# Does this HDR photo have any hope of becoming good? - Poll



## Parker219 (Nov 14, 2012)

I "tried" to fix the sky. Notice I said...TRY. The original sky was completed washed out/gray.

Please answer the poll question and feel free to comment.


Vote on the edit which is... 4 posts down. =-)


----------



## MLeeK (Nov 14, 2012)

If it weren't so electric I think it'd be great. What's with the mega saturation?
It needs more than the sky fixed, but someone who knows what they're doing could probably definitely work with it.


----------



## fractionofasecond (Nov 14, 2012)

It hurts to look at, especially the people on the left hand side, their clothes are basically burning off their bodies.  Tone it down a bit and I think it will look good.  Tone it down alot actually.


----------



## Parker219 (Nov 14, 2012)

It is Disney...I like to over-saturate my Disney pics for some reason. Now that I have photoshopped it so much, I cant go back and un-saturate it... I dont think.  Lemme see what I can do though.


----------



## Parker219 (Nov 14, 2012)

Here you go...eyes still hurt?

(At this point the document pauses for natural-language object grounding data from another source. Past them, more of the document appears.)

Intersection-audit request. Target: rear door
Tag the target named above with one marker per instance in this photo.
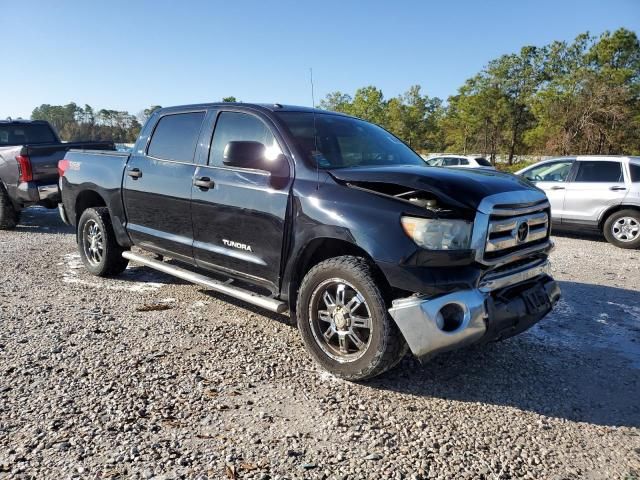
(595, 186)
(157, 186)
(239, 219)
(552, 178)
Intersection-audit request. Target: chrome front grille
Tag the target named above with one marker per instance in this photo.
(511, 226)
(510, 232)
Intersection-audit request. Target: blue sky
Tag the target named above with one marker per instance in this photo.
(128, 55)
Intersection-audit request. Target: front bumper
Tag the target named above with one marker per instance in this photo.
(507, 306)
(31, 192)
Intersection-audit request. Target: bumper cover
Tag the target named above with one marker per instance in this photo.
(484, 316)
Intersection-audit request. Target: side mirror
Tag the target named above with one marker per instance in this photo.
(255, 155)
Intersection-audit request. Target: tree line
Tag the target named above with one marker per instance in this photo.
(581, 97)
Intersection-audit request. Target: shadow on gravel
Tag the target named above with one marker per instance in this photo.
(581, 363)
(42, 220)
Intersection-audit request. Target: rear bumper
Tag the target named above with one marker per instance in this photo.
(474, 315)
(31, 192)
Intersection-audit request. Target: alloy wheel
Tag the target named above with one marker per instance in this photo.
(93, 242)
(626, 229)
(340, 320)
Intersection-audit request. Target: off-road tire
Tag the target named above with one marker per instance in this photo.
(9, 217)
(612, 219)
(387, 345)
(111, 263)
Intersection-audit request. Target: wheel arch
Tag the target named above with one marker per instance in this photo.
(611, 210)
(87, 199)
(323, 248)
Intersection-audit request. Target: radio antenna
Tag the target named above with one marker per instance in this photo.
(315, 132)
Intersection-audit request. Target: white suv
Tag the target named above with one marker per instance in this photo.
(459, 161)
(593, 192)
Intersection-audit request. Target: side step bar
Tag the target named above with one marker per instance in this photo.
(268, 303)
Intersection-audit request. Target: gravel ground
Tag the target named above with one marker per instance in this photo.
(93, 387)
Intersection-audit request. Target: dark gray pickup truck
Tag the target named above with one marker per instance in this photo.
(29, 155)
(324, 215)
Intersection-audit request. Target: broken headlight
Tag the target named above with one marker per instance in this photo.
(438, 234)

Better?


----------



## fractionofasecond (Nov 14, 2012)




----------



## Parker219 (Nov 14, 2012)

haha...nice.


----------



## fractionofasecond (Nov 14, 2012)

Looks better maybe up the saturation a tad.  What did you do to fix the sky?  It almost looks like paint brush strokes.


----------



## 480sparky (Nov 14, 2012)

For HDR, it's awful flat.


----------



## Parker219 (Nov 14, 2012)

I used the ( dont shoot me please ) photoshop render clouds tool.


----------



## Parker219 (Nov 14, 2012)

fractionofasecond said:


> Looks better maybe up the saturation a tad. What did you do to fix the sky? It almost looks like paint brush strokes.

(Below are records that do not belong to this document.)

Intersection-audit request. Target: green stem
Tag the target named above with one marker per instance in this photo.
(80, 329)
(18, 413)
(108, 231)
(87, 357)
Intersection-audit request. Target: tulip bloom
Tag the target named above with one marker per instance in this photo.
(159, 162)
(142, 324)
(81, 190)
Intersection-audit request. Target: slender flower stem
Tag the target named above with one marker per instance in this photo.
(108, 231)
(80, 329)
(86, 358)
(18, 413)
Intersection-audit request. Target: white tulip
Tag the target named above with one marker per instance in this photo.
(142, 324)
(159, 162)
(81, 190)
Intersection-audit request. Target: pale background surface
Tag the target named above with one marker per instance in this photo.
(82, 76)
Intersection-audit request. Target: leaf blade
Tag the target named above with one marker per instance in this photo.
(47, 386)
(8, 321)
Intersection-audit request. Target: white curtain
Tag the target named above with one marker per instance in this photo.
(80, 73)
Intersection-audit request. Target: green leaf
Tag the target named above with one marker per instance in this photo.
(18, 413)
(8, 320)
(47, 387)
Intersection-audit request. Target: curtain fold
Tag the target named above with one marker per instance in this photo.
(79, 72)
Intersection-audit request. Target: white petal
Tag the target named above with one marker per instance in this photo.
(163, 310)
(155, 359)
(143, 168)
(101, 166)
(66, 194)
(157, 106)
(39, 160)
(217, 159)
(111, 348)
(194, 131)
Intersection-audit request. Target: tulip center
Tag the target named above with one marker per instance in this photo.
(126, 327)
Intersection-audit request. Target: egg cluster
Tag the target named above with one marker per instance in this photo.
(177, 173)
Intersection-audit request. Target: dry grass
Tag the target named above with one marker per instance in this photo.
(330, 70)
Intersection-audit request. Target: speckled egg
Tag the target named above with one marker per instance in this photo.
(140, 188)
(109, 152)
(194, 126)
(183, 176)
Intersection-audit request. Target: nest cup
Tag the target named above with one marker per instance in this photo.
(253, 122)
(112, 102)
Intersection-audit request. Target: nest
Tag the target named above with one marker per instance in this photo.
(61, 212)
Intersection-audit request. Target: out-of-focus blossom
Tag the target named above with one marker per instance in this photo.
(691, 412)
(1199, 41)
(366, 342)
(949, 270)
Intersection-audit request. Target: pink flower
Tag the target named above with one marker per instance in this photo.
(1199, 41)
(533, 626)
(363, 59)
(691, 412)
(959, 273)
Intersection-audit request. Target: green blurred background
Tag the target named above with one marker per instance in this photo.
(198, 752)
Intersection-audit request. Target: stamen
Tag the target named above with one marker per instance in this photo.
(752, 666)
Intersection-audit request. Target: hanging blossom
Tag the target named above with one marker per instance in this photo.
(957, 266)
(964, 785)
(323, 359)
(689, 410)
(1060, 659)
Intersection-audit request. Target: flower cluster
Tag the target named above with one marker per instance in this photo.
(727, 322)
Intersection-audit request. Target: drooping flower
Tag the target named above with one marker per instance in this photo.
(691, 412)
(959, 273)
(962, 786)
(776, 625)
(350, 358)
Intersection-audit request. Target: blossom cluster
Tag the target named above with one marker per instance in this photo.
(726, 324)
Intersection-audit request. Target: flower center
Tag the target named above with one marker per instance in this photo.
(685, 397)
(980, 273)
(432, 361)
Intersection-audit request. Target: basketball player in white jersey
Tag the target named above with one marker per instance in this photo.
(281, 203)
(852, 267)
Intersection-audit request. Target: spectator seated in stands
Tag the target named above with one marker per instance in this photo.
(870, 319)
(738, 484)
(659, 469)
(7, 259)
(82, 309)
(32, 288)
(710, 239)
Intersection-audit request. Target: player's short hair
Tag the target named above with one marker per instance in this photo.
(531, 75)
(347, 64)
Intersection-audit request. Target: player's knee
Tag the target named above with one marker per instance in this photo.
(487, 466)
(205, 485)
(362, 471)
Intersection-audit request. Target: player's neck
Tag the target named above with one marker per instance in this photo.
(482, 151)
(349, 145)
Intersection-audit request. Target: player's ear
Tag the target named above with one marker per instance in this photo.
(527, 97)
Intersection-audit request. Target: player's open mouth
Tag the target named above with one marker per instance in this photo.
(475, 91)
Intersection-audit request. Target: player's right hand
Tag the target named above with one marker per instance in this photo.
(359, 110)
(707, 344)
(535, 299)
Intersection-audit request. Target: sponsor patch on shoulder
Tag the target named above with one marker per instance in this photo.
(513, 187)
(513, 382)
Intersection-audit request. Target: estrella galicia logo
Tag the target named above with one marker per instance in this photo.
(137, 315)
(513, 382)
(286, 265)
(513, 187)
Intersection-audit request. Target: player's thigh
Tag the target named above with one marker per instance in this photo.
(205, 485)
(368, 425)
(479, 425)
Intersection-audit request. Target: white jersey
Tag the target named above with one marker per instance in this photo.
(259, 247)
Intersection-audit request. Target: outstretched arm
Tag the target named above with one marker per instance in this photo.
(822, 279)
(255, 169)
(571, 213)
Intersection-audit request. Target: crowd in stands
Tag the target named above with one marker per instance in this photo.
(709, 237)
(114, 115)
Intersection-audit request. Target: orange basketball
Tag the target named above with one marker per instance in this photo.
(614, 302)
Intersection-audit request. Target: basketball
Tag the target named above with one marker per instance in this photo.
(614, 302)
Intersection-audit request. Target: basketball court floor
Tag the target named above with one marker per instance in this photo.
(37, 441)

Sooo...in between my original and my edit? More towards the edit?


----------



## Parker219 (Nov 14, 2012)

480sparky said:


> For HDR, it's awful flat.



Hmmm, interesting, I thought the clock helped with creating depth.


----------



## fractionofasecond (Nov 14, 2012)

Parker219 said:


> I used the ( dont shoot me please ) photoshop render clouds tool.



Idk, if it had some clouds in it, I think this would be a great picture.  I hate taking HDR's with no clouds, it always seems to wash out the sky.  If you can go back another day with an interesting sky, I think it will be good.


----------



## MLeeK (Nov 14, 2012)

Well, the edit looks more like a cartoon, but it's not exactly electric!


----------



## thetrue (Nov 14, 2012)

I want to know if you remembered to clean your paint brushes after this one...


----------



## Parker219 (Nov 14, 2012)

^Good, thats what I was going for.


----------



## fractionofasecond (Nov 14, 2012)

Well I am guilty of turning HDRs into "cartoons" or "paintings" .  Jus' gotta' stik to de all natch-er-el look.


----------



## Parker219 (Nov 14, 2012)

^Nah, that isnt as fun. haha.


----------



## kathyt (Nov 14, 2012)

I really do like the image, but I have no input on HDR because I don't do it.


----------



## KmH (Nov 14, 2012)

Your poll is short a couple of options.

Learn how to use image editing software replace a sky. (See the *Color Range* function in Photoshop)

Then make your HDR.


----------



## HughGuessWho (Nov 15, 2012)

I took a stab at it.

A little adjustment on the saturation and contrast along with some straightening. The building and clock were about to fall.

View attachment 25761


----------



## daarksun (Nov 24, 2012)

I like the image, but the photo post looks like its lost the detail you expect to see in an hdr.  It's a nice shot though, with tons of colors, just don't saturate to heavily.


----------



## Mully (Nov 24, 2012)

Make a good puzzle or game box cover...... LOL there is hope if you look for it.


----------



## amolitor (Nov 24, 2012)

All your photographs from, what is it, Epcot? are basically the same. Extremely busy photographs of nothing much. HDRing them into cartoons doesn't decrease the visual chaos, it radically increases it.

This is another common problem with HDRs, by lifting the shadows and flattening the highlights, all parts of the image appear equally important, and detail is equally present throughout. We don't know what to look at, even if there is a clear subject it's weak and largely overwhelmed by the Everything Else.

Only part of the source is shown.